First Taste: Rockpool (fish)

12.03.07

The biggest news in Australian dining this month is Rockpool (fish). High-profile ponytailed chef Neil Perry closed his Sydney restaurant Rockpool, which had existed since 1989, did a breakneck two-week makeover and reopened in early November as Rockpool (fish). The original restaurant was an eclectic fine-diner, but in the remake Perry has scrapped the damask, amuses, petits fours and sterling-silver crumb scrapers and has decided to focus on one of the restaurant's core strengths: its seafood. With a procurement process that has the kitchen in direct contact with fishermen, fish arrive in the restaurant still in rigor mortis. They're dry-filleted and portioned onto individual drip-trays before being stored in fish fridges until they're cooked, and the treatment of shellfish and crustaceans is similarly rigorous, with many of them kept live in the restaurant's pristine tanks in the basement.

Where Rockpool had set menus, version 2.0 is all about choice. Those fish—whole snapper, flounder and silver bream, fillets of red emperor, bass groper, John Dory, yellowfin tuna, snapper and flathead—are offered with a choice of species-specific cooking options: for example, steamed with red curry sauce, grilled with herb butter, or simply pan-roasted. The appetizer section, meanwhile, reads like a greatest-hits collection of Rockpool dishes from throughout its years, listing the likes of stir-fried scallops with pappardelle and XO sauce; spanner crab and pork hock salad with salt-and-pepper tofu; and simple numbers like raw tuna with olive oil and sea salt.

Having dropped by in the first weeks to admire the décor (gotta love the moody, massive, lightboxed Earl Carter still life photos of seafood) and the Billecart-rosé-by-the-glass policy, we found lots of things to like—among them the novelty of seeing Perry calling the pass. The prawn-toast canapé carpeted with sevruga caviar rocks, and the mud crab steamed with red curry is a revelation.

For all the luxury, Rockpool (fish) won't break the bank, but the less-expensive-than-Rockpool tag doesn't mean it has become a bargain basement. Line-caught fish is never going to be cheap, and Perry's commitment to sustainable fisheries means he chooses supplies with business practices and pays a premium for carefully-handled ingredients.

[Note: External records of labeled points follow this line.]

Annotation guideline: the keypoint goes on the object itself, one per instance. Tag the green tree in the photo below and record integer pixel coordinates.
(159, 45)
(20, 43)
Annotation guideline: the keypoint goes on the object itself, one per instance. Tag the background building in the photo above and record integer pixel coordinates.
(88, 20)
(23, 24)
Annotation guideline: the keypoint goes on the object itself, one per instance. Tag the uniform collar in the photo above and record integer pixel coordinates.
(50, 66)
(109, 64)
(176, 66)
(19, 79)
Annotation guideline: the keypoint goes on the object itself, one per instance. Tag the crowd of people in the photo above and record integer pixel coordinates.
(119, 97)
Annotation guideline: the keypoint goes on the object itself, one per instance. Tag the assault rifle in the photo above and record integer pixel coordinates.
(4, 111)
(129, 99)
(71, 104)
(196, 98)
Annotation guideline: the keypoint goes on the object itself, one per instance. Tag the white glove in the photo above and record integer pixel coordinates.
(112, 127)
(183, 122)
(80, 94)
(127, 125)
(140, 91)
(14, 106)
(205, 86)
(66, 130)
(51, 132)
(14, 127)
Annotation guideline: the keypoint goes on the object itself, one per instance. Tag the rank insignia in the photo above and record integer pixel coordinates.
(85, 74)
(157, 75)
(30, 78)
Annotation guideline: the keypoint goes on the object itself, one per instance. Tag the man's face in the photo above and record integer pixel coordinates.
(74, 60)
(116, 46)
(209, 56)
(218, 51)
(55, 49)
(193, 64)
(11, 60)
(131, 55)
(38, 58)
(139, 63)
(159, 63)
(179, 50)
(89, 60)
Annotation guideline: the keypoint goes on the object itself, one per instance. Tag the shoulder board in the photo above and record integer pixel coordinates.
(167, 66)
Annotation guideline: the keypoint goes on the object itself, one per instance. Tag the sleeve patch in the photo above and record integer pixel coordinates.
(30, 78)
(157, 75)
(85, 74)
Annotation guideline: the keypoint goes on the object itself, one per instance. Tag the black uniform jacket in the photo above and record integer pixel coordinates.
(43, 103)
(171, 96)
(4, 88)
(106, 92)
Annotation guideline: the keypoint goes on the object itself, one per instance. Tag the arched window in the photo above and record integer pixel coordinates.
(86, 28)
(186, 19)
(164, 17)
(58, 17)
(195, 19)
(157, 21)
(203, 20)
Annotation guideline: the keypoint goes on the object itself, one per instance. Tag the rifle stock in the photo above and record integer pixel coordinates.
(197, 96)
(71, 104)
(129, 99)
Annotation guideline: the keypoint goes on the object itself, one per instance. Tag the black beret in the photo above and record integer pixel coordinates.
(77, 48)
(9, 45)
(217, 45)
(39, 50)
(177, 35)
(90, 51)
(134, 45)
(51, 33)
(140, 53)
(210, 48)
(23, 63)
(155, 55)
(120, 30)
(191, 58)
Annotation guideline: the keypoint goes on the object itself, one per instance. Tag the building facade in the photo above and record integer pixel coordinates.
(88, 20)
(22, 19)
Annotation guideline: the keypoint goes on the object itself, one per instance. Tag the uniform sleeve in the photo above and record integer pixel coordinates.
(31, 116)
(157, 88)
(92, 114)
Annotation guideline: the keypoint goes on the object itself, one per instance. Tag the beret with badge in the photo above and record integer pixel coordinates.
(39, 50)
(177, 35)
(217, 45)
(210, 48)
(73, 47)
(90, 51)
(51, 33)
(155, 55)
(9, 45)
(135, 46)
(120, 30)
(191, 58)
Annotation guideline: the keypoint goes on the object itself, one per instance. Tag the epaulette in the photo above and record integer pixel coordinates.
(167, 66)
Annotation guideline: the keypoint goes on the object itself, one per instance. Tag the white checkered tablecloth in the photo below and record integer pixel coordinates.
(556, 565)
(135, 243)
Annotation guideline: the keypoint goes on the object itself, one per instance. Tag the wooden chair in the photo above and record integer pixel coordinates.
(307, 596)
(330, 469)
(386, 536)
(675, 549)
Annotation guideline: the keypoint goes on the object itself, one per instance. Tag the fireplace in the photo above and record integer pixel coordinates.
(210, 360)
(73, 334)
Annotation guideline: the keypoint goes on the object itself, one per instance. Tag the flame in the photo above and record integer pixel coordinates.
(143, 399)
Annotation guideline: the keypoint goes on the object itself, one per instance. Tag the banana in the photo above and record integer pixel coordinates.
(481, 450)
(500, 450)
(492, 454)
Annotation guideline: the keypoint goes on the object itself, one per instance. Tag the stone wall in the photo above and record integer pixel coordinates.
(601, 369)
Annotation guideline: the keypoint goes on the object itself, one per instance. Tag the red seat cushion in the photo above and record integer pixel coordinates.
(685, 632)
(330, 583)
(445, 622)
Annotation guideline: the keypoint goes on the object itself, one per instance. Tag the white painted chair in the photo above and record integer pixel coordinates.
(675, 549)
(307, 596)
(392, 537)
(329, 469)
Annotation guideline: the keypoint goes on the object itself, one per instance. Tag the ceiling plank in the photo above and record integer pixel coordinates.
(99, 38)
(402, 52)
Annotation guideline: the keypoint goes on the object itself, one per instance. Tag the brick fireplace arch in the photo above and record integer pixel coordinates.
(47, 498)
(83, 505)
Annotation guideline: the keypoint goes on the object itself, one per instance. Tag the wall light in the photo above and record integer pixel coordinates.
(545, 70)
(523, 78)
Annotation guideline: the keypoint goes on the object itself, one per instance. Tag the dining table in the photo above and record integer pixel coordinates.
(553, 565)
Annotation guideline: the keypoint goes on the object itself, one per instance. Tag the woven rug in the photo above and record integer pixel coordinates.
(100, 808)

You can, technically speaking, step in and simply have a beer and a Moroccan fish burger from the bar menu and escape for less than $27 a head, though when this reporter attempted it, he was so distracted by the raw fish options, the ethereally crisp calamari, the sublime sides and the Muscat Beaumes-de-Venise custard with mango and pineapple cake that he and his co-diner dropped $115 in the process. The burger, incidentally, was fabulous.